I forgive myself that I've allowed myself to exert anger to another instead of realizing that this anger within me- has been manifested by myself through my participation of thoughts.

I forgive myself that I've allowed and accepted anger within me.

I forgive myself that I've allowed and accepted myself to react with anger and in anger.

I forgive myself that I've allowed and accepted anger with another and thus validated the existence of anger within me.

I forgive myself that I've allowed myself to be angry with people/humanity.

I forgive myself that I've allowed myself to exert this anger within me towards people/humanity.

I forgive myself that I've allowed myself to be angry with me.

I forgive myself that I've allowed myself to exert this anger within myself towards myself instead of standing up and saying: 'To hear no further' and stop the mind.

I forgive myself that I've allowed myself to be angry with the police men who lied about me and made fun of me.

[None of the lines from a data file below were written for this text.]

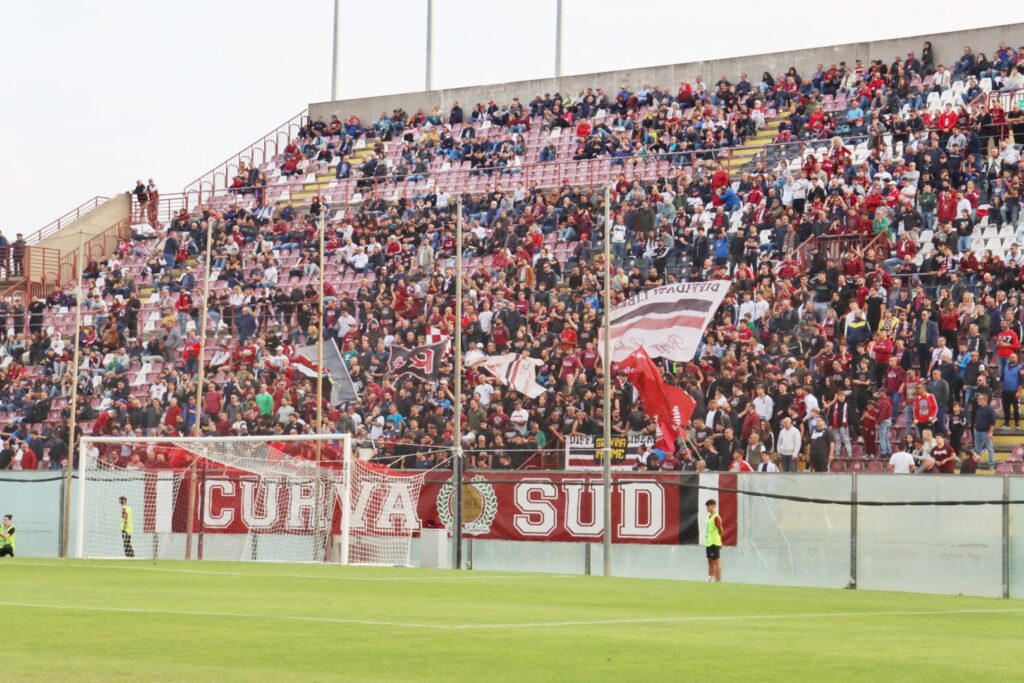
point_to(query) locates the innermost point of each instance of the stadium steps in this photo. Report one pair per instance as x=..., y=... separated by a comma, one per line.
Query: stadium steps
x=753, y=145
x=309, y=189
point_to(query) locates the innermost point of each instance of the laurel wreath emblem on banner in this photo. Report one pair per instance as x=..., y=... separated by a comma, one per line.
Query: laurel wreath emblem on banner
x=479, y=506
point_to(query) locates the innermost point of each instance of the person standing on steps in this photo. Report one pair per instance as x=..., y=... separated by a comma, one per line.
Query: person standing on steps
x=6, y=537
x=713, y=542
x=1011, y=384
x=127, y=526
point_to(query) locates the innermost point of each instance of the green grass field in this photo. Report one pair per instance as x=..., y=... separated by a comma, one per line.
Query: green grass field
x=117, y=621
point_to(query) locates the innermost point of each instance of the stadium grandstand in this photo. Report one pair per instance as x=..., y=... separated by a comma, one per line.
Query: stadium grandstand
x=866, y=213
x=512, y=380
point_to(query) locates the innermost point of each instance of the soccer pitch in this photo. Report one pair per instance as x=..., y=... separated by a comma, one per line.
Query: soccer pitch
x=113, y=621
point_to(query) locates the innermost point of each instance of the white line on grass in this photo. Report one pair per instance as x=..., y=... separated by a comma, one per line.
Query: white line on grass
x=521, y=625
x=256, y=574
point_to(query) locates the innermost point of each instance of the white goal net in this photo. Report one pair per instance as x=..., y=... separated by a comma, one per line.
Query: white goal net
x=252, y=499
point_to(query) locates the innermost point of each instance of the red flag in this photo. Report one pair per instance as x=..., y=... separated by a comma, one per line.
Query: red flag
x=672, y=407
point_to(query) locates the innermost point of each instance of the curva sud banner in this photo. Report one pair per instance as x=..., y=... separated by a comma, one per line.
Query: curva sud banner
x=662, y=508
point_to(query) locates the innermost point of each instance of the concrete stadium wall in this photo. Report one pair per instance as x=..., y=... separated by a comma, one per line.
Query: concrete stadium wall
x=938, y=549
x=34, y=500
x=110, y=213
x=947, y=47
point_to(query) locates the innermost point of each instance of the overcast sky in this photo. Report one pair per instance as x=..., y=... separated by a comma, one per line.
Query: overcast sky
x=98, y=93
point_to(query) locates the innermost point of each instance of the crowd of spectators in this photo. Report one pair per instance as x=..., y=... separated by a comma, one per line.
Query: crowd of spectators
x=897, y=347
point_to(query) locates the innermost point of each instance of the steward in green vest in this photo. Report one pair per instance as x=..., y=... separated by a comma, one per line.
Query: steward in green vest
x=6, y=537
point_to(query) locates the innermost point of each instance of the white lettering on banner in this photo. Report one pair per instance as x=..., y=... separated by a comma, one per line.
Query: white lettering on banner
x=538, y=515
x=358, y=520
x=251, y=504
x=220, y=517
x=302, y=498
x=682, y=288
x=573, y=509
x=398, y=506
x=640, y=497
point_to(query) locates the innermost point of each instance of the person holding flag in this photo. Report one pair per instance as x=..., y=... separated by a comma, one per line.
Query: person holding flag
x=713, y=542
x=672, y=407
x=127, y=526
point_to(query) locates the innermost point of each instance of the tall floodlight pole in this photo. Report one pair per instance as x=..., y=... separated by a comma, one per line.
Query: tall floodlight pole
x=320, y=519
x=558, y=38
x=320, y=335
x=429, y=84
x=606, y=368
x=73, y=420
x=204, y=316
x=334, y=52
x=457, y=426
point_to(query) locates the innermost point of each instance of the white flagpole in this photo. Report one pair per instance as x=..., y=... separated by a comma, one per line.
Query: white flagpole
x=606, y=367
x=457, y=425
x=73, y=401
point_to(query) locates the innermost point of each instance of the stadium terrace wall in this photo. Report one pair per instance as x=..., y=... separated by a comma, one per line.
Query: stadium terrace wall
x=942, y=549
x=947, y=47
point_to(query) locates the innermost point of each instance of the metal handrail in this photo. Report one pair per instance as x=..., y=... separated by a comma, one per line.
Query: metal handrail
x=207, y=181
x=57, y=224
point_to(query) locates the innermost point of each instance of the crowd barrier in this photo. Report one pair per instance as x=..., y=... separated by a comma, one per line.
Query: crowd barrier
x=873, y=531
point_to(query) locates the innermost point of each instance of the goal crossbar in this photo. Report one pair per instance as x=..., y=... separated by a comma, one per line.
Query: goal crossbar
x=282, y=469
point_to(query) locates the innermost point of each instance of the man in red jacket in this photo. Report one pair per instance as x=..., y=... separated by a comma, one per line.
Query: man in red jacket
x=947, y=120
x=1007, y=343
x=892, y=382
x=925, y=409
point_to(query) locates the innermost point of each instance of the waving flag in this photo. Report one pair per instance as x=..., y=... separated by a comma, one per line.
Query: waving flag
x=343, y=389
x=422, y=361
x=672, y=407
x=669, y=322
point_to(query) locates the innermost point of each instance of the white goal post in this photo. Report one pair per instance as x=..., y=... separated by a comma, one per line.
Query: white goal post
x=241, y=498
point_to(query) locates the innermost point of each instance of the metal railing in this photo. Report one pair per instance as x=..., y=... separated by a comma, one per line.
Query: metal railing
x=56, y=225
x=256, y=154
x=1005, y=97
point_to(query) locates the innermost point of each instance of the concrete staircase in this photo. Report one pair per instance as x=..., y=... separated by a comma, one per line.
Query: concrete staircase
x=752, y=146
x=310, y=189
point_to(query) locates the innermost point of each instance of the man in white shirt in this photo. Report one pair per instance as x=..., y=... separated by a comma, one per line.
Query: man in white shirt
x=766, y=465
x=519, y=419
x=763, y=404
x=901, y=462
x=483, y=392
x=788, y=444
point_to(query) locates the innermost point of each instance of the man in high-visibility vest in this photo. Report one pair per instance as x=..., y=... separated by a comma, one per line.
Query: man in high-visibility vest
x=713, y=542
x=127, y=526
x=6, y=537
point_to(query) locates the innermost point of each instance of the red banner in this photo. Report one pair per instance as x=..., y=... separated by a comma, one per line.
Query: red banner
x=662, y=508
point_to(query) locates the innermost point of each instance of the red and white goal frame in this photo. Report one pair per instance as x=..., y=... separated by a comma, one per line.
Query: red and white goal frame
x=242, y=499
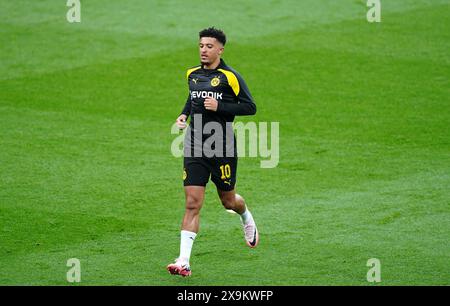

I forgive myself that I've allowed myself to exert this anger within me towards the police.

I forgive myself that I've allowed myself to be angry with the 'justice system'.

I forgive myself that I've allowed myself to exert this anger within me towards the 'justice system'.

I forgive myself that I've allowed myself to be angry with my friend.

I forgive myself that I've allowed myself to exert this anger within me towards my friend.

I forgive myself that I've allowed myself to be angry with cancer.

I forgive myself that I've allowed myself to exert this anger within me towards cancer.

I forgive myself that I've allowed myself to be angry with my friends/family.

I forgive myself that I've allowed myself to exert this anger within me towards my friends/family.

I forgive myself that I haven't allowed myself to realize that exerting anger to someone or something separate from me is a statement of blame- instead of me taking self-responsibility for me in applying self-forgiveness for allowing and accepting anger within me through the participation of thoughts and thus me standing up as me for me as who I am.

I forgive myself that I haven't allowed myself to realize that anger exists within me because I am not allowing myself to take self-responsibility for me in living self-honesty.

 

When and as I feel anger within me, I stop, I breathe, I stand up and say 'to hear no further' and I do not  allow myself to follow my thoughts or participate in the emotion of anger. I no longer place blame, instead I accept responsibility, look to where I have been living in dishonesty and discipline myself to live once again in honesty.